The cartoonist Giorgio Forattini has died: he described politics with his irreverent style

John

By John

The great cartoonist Giorgio Forattini has died at the age of 94. Il Giornale reports this on its website. Born in Rome in 1931, Forattini was in fact among the first political cartoonists, starting in 1971 from Paese Sera to arrive first at Panorama and then at Repubblica, where he created the Satyricon insert. He was also a cartoonist at La Stampa, then in the 2000s at Giornale and the QN newspapers.

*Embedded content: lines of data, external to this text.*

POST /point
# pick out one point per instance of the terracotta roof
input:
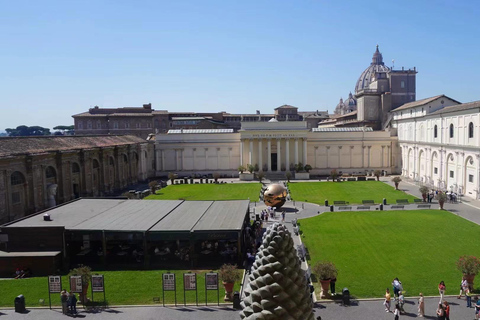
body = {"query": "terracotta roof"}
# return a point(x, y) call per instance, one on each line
point(458, 107)
point(12, 146)
point(422, 102)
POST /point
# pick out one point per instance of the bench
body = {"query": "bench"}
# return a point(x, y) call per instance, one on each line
point(424, 206)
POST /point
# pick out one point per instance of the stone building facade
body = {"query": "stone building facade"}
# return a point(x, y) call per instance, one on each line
point(39, 172)
point(440, 143)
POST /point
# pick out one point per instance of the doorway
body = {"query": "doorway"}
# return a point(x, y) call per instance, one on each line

His irreverent portraits of the main political protagonists are famous: Bettino Craxi represented as Pietro Gambadilegno or even Mussolini, Giovanni Spadolini naked, Massimo D’Alema as Adolf Hitler (but in communist guise), Giovanni Goria invisible, Piero Fassino skeletal, Giuliano Amato as Mickey Mouse, Silvio Berlusconi and Amintore Fanfani short in stature, Walter Veltroni as a caterpillar, Lamberto Dini as a toad, Rocco Buttiglione as a monkey, Nicola Mancino as a wild boar, Luciano Violante as a fox, Romano Prodi as a communist priest, Umberto Bossi as Pluto sometimes naked or dressed as a Templar knight.